There are now claims that Arredondo was not informed about calls that the Uvalde Police Department, separate from his small six-man school unit, was receiving, apparently because of a “system failure” to relay information from one unit to the other.

Abbott has promised an investigation into the shooting to find “exactly who knew what, when, who was in charge” and what they did, claiming, “The bottom line would be: why did they not choose the strategy that would have been best to get in there and to eliminate the killer and to rescue the children?”

TDPS investigators have claimed that the Uvalde School District police chief isn’t cooperating. The Justice Department is conducting a Critical Incident Review of the shooting as well. These investigations will like others of their type seek to exonerate the police force as a whole, and perhaps scapegoat one or another individual actors. 

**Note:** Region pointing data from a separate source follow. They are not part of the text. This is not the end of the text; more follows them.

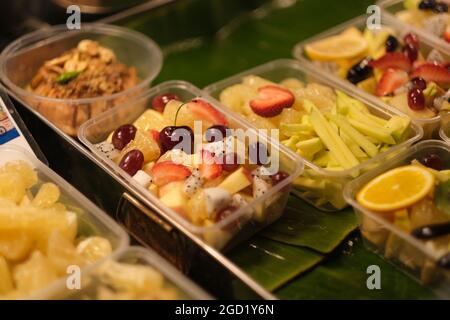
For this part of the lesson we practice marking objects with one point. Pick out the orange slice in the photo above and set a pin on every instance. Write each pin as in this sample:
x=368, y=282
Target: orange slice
x=343, y=46
x=396, y=189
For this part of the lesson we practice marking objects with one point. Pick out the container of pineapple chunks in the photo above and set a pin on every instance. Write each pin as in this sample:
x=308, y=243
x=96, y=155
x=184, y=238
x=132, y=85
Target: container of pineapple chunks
x=411, y=227
x=338, y=132
x=48, y=230
x=432, y=20
x=445, y=129
x=135, y=274
x=222, y=205
x=383, y=64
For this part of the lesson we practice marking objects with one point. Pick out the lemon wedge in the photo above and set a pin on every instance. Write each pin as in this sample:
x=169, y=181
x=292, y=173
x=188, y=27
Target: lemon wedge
x=344, y=46
x=396, y=189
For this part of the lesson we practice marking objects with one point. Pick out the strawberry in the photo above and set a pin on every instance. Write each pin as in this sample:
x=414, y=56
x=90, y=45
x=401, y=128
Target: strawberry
x=396, y=60
x=432, y=72
x=207, y=112
x=390, y=81
x=168, y=171
x=447, y=34
x=272, y=100
x=209, y=168
x=154, y=134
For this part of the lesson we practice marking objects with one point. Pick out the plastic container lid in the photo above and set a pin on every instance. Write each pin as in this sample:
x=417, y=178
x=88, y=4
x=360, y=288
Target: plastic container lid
x=89, y=216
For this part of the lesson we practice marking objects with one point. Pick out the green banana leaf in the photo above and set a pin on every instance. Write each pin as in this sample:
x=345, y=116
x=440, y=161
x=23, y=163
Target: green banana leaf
x=271, y=263
x=344, y=276
x=303, y=225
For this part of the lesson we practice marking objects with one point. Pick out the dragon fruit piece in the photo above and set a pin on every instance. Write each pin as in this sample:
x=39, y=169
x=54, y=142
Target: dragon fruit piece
x=193, y=183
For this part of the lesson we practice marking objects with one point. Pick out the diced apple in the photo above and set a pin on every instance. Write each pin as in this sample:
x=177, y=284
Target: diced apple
x=175, y=198
x=237, y=181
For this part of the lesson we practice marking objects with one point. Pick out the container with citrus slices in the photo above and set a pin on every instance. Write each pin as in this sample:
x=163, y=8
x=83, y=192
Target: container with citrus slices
x=391, y=64
x=48, y=230
x=404, y=210
x=338, y=133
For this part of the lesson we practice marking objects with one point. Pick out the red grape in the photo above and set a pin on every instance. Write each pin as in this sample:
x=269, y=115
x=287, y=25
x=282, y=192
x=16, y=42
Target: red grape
x=419, y=83
x=411, y=52
x=132, y=162
x=412, y=39
x=123, y=135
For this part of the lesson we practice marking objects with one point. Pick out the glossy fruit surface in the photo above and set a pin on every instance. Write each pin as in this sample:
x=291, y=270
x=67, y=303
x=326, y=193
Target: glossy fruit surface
x=132, y=162
x=123, y=135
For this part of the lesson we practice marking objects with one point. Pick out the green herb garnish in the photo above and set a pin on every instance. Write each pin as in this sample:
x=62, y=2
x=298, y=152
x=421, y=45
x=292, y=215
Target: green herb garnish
x=68, y=76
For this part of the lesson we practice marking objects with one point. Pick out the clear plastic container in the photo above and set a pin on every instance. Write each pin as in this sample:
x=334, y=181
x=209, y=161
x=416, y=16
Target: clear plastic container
x=445, y=129
x=413, y=256
x=391, y=7
x=236, y=226
x=174, y=282
x=91, y=220
x=21, y=59
x=431, y=125
x=320, y=187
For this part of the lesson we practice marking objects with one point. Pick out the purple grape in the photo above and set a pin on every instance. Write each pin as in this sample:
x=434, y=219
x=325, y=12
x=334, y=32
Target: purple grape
x=411, y=52
x=416, y=99
x=123, y=135
x=132, y=162
x=432, y=161
x=180, y=137
x=216, y=133
x=419, y=83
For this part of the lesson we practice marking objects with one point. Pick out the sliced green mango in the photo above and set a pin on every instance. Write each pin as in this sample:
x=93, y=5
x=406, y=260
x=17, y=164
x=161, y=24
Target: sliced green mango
x=355, y=135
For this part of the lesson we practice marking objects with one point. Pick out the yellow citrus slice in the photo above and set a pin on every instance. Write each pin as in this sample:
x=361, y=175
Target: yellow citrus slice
x=396, y=189
x=343, y=46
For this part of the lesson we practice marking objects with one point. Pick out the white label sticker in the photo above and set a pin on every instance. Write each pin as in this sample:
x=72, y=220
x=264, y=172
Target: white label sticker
x=10, y=133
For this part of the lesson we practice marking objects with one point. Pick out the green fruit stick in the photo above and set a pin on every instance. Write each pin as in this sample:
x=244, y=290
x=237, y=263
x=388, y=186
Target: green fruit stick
x=331, y=139
x=375, y=132
x=355, y=135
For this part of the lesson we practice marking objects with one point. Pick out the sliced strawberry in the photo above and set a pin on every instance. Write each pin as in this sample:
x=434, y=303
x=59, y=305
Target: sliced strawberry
x=391, y=80
x=154, y=134
x=432, y=72
x=447, y=34
x=168, y=171
x=204, y=111
x=209, y=168
x=396, y=60
x=272, y=100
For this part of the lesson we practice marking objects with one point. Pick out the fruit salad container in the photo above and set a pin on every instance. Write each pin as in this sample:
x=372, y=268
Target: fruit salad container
x=136, y=274
x=45, y=70
x=444, y=133
x=54, y=231
x=409, y=228
x=394, y=65
x=219, y=202
x=322, y=181
x=430, y=18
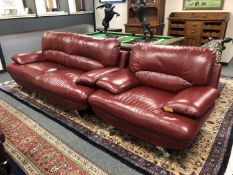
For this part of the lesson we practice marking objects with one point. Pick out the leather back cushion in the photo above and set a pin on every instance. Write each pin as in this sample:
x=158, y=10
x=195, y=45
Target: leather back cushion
x=57, y=41
x=106, y=51
x=193, y=64
x=162, y=81
x=73, y=61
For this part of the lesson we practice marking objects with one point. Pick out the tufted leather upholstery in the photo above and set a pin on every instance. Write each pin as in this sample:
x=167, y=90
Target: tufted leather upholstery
x=55, y=71
x=185, y=77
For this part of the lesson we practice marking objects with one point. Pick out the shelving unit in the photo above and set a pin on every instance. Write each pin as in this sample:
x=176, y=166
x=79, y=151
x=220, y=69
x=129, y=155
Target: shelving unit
x=155, y=16
x=197, y=27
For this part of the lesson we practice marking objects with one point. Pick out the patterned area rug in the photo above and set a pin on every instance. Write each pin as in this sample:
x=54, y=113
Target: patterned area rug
x=204, y=156
x=37, y=151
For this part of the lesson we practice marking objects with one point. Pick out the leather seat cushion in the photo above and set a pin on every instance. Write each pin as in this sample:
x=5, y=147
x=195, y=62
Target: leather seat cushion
x=141, y=107
x=30, y=71
x=63, y=84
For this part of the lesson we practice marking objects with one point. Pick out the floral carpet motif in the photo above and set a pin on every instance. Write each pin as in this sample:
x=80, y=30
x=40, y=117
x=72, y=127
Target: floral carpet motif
x=37, y=151
x=204, y=156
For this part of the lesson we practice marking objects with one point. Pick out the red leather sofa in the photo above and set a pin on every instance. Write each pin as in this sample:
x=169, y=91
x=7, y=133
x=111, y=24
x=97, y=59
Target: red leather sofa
x=164, y=96
x=67, y=59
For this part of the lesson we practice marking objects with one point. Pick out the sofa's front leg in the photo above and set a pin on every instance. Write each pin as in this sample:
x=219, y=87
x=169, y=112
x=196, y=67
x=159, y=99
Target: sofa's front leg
x=5, y=167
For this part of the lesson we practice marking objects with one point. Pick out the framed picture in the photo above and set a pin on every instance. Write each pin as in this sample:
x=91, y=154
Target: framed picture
x=2, y=61
x=203, y=4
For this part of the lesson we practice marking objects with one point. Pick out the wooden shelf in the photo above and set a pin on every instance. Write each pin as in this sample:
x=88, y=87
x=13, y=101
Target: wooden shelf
x=197, y=27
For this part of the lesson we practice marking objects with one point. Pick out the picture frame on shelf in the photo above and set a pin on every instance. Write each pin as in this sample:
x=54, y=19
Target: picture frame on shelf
x=2, y=61
x=203, y=4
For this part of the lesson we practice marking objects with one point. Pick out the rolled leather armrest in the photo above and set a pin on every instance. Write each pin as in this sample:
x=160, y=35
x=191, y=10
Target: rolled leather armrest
x=193, y=101
x=30, y=57
x=90, y=78
x=119, y=81
x=124, y=59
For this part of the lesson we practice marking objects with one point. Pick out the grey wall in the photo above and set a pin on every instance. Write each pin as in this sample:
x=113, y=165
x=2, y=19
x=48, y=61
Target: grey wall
x=31, y=41
x=31, y=5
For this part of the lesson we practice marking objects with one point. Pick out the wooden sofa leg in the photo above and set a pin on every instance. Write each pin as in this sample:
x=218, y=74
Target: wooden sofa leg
x=5, y=168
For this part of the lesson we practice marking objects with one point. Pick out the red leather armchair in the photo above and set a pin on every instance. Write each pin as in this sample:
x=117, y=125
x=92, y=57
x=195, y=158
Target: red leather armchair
x=67, y=67
x=164, y=96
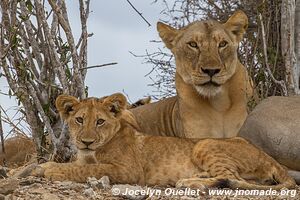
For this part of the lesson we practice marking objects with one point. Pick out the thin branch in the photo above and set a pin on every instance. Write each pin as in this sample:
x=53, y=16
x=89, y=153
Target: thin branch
x=140, y=14
x=96, y=66
x=1, y=134
x=281, y=83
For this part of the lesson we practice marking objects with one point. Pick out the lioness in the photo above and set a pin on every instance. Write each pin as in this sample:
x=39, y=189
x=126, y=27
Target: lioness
x=109, y=144
x=212, y=85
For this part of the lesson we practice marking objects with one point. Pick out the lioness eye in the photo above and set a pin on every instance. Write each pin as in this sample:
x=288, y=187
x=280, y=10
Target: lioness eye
x=79, y=120
x=100, y=122
x=223, y=44
x=193, y=44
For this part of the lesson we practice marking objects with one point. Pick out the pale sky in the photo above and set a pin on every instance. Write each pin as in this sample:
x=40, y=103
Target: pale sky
x=117, y=30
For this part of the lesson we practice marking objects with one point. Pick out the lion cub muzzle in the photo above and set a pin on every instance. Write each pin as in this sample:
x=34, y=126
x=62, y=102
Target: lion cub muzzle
x=87, y=142
x=210, y=72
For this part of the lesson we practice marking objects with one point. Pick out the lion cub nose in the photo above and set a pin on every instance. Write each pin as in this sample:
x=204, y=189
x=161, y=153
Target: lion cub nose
x=87, y=142
x=210, y=72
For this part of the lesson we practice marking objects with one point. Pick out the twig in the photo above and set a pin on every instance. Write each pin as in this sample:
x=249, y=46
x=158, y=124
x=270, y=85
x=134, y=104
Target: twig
x=138, y=12
x=281, y=83
x=96, y=66
x=1, y=134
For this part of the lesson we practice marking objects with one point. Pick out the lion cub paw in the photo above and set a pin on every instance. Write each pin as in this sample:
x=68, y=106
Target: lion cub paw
x=49, y=170
x=190, y=183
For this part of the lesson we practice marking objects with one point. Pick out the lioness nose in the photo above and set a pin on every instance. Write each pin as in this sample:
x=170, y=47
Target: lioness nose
x=210, y=72
x=87, y=142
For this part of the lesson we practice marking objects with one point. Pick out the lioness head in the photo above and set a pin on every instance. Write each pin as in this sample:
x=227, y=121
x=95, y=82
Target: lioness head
x=93, y=122
x=206, y=51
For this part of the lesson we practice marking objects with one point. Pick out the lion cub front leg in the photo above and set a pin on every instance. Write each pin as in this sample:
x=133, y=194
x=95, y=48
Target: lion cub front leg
x=76, y=172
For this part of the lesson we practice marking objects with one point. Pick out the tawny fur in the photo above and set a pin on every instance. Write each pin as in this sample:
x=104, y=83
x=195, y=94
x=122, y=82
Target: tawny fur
x=18, y=151
x=202, y=109
x=115, y=148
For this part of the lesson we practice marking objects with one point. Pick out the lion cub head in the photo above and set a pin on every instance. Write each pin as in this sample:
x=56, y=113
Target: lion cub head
x=93, y=122
x=206, y=51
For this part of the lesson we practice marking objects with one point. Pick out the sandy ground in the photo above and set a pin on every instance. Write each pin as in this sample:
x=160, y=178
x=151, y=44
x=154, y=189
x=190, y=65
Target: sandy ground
x=32, y=188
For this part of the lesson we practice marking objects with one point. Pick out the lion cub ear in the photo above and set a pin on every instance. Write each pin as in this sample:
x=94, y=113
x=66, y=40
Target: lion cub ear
x=237, y=24
x=167, y=34
x=65, y=104
x=116, y=103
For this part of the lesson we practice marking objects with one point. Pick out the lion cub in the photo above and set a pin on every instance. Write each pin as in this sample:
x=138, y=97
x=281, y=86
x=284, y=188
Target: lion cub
x=109, y=144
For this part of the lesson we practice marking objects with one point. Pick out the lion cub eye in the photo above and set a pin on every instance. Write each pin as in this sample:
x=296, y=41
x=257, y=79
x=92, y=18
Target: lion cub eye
x=100, y=122
x=79, y=120
x=193, y=44
x=223, y=44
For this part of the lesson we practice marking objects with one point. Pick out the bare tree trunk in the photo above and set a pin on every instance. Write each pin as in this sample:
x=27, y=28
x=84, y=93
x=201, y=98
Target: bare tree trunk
x=1, y=134
x=297, y=37
x=39, y=64
x=288, y=45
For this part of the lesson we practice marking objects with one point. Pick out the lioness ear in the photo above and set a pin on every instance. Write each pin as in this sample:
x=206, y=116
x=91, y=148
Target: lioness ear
x=116, y=103
x=237, y=24
x=167, y=34
x=65, y=104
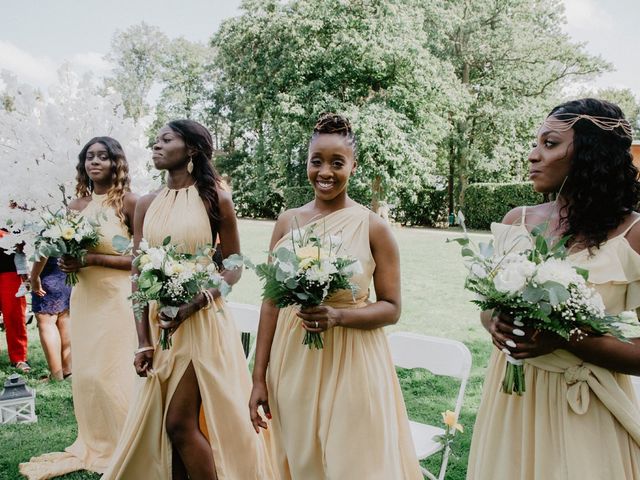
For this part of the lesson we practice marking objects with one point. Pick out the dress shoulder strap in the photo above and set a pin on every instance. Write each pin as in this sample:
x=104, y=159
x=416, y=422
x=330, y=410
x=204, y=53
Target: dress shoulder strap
x=624, y=234
x=524, y=215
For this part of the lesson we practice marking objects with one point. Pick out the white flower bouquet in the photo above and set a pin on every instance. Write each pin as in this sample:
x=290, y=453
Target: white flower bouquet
x=172, y=279
x=538, y=288
x=66, y=232
x=305, y=272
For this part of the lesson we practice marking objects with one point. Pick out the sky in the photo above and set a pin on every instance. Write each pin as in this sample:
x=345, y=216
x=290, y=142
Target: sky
x=37, y=36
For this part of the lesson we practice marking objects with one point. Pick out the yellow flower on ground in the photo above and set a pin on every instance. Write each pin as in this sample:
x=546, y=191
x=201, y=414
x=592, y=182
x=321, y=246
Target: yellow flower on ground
x=450, y=419
x=68, y=233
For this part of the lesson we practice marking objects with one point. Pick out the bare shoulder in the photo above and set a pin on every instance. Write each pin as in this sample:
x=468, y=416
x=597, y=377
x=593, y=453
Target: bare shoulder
x=79, y=204
x=142, y=203
x=633, y=236
x=130, y=200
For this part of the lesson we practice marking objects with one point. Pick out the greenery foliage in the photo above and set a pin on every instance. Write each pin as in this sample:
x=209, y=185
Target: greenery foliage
x=440, y=93
x=489, y=202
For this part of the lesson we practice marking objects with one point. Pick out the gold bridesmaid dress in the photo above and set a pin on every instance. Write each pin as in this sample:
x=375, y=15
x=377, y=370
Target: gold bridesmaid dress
x=103, y=338
x=211, y=342
x=338, y=413
x=575, y=420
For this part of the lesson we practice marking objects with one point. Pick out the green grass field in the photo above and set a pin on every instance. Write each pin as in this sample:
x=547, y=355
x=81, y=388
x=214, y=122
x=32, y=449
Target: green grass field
x=434, y=303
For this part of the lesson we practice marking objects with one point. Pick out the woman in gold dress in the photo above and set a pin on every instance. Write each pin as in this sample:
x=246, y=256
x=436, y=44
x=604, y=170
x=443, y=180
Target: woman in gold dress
x=205, y=369
x=337, y=412
x=101, y=321
x=578, y=418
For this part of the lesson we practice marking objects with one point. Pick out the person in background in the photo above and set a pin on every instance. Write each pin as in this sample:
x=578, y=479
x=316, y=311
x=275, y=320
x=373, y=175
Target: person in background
x=50, y=304
x=13, y=311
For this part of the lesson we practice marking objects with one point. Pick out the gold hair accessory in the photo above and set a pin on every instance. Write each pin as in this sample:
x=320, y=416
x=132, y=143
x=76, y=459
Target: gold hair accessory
x=604, y=123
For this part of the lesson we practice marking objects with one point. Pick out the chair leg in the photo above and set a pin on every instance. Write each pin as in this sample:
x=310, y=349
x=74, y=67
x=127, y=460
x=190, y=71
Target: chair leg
x=428, y=474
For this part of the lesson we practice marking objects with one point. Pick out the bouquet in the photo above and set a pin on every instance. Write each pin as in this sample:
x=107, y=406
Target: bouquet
x=540, y=289
x=172, y=279
x=66, y=232
x=305, y=272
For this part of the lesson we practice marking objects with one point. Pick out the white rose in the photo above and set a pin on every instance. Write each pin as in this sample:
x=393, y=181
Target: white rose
x=556, y=270
x=156, y=256
x=510, y=280
x=478, y=270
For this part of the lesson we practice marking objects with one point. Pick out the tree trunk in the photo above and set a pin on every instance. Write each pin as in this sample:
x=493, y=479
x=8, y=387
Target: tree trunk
x=376, y=193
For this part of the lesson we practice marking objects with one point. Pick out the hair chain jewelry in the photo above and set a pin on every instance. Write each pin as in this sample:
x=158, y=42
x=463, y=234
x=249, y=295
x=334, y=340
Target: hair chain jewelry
x=604, y=123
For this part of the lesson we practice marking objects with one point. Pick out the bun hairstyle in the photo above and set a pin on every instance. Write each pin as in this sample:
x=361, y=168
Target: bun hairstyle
x=333, y=123
x=120, y=180
x=207, y=178
x=602, y=185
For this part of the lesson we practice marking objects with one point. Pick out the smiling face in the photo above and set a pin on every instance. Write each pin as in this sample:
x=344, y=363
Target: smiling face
x=98, y=164
x=329, y=165
x=169, y=150
x=550, y=158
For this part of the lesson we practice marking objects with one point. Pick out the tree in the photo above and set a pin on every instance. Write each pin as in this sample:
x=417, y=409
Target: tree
x=137, y=55
x=284, y=63
x=41, y=136
x=512, y=58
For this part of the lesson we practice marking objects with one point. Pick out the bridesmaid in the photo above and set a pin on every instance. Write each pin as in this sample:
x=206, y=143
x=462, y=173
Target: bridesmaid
x=578, y=418
x=102, y=332
x=205, y=369
x=336, y=412
x=50, y=305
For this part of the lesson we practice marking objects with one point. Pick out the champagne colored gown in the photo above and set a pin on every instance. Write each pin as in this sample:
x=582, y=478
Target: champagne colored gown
x=575, y=420
x=103, y=338
x=338, y=413
x=211, y=342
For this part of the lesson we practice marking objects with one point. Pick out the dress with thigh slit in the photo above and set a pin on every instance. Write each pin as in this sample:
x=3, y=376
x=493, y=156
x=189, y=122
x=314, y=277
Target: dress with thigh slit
x=338, y=412
x=211, y=342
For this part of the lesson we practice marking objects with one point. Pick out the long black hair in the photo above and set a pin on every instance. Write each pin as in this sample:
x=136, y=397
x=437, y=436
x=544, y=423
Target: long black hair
x=602, y=187
x=207, y=178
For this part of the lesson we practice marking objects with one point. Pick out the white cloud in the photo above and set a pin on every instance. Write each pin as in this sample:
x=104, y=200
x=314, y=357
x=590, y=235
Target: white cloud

While the official story on what happened is still murky, if anything has been made clear it is that the actions of the police have severely undermined the claims by the political establishment and the corporate media that the answer to school shootings is deploying more police and militarizing the schools even more.

What is consistently ignored in the massive media reporting of the Uvalde massacre, and similar horrors, are the social roots of the violence. The US is a sick society, a country led by a ruling class that has been at war constantly for over 30 years, routinely summarily executes 1,000 people a year in police killings, has sacrificed more than 1 million people’s lives in the pandemic just to keep Wall Street profiting, and is now recklessly escalating the war with Russia, threatening a nuclear holocaust.

It is in this context that these shootings take place, and any real attempt to address them must address the underlying causes of thts crisis in the capitalist system itself.